Esse modelo é equipado com dois motores elétricos silenciosos, que combinam para uma potência total de 408 cv com 664 Nm (Newton metro) de torque. Por ter torque instantâneo, completa 0-100 Km/h em 5,7 segundos, com velocidade máxima limitada eletronicamente em 200 Km/h.
– Quando tu encosta no acelerador de um carro elétrico, como o e-tron, imediatamente ele despeja 400 cavalos de potência. É uma aceleração contínua. Eu falo para os meus clientes, brincando: “Acelera até onde tu tem coragem, porque parece que não tem fim” – explica Samuel Affonso, executivo de vendas da Audi Top Car, de Caxias do Sul.
Além de ser movido a eletricidade, esse modelo tem uma série incontável de itens de tecnologia agregados. Por exemplo, há um pacote de itens de segurança que avisa sobre a iminência de uma colisão ou do perigo quando os passageiros estiverem saindo do veículo.

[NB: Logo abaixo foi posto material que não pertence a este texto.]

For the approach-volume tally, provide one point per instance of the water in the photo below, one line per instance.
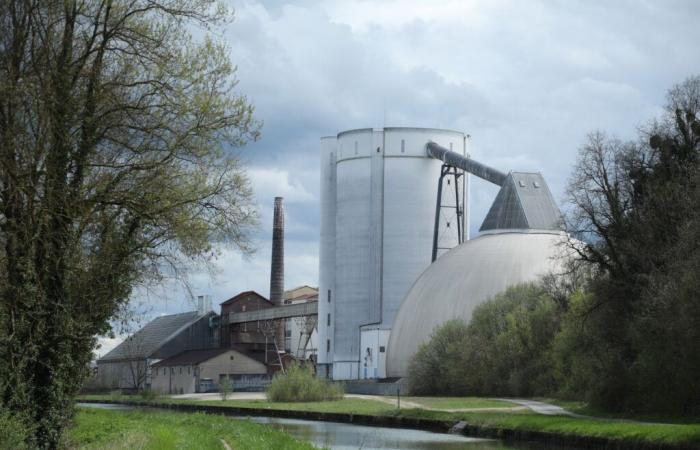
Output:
(343, 436)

Os retrovisores do carro são virtuais e contam com câmeras cujas imagens são processadas digitalmente e exibidas nos monitores internos laterais de 7 polegadas, cujo brilho se ajusta automaticamente. Além disso, o motorista pode optar por módulos de dirigibilidade programados para diferentes condições de terreno, que ajusta inclusive a suspensão do veículo.
Affonso explica que o carro tem o custo dos similares na mesma categoria, mesmo no comparativo com outras marcas. Mas, um dos argumentos de venda é explicar aos clientes que no RS há isenção de IPVA para veículos elétricos.
– Em uma das minhas últimas vendas, fiz os cálculos para o cliente, explicando que, em três anos, ele teria uma economia de mais de R$ 70 mil, em um comparativo com outro carro da Audi, como o Q7. Só de IPVA, por ano, ele iria economizar em torno de 14 mil. Isso que em nem contabilizei o custo com combustível – revela.
O executivo de contas da Audi Top Car reconhece que o veículo é de alto padrão, mas ele estima um aumento nas vendas, porque as pessoas estão, sim, mais preocupadas com o meio ambiente. No entanto, a decisão de compra ainda é financeira, no comparativo entre custos de manutenção e abastecimento.
O Audi e-tron pode ser carregado em tomadas de três pinos, aterradas, como as das residências, mas vai levar quatro dias para a carga total. Se for conectado a uma ligação trifásica de cinco pinos, vai carregar a 11kw/hora, como nas estações de carregamento, e que podem ser adaptadas nas residências. Nesse caso, a carga total estará completa em 8 horas.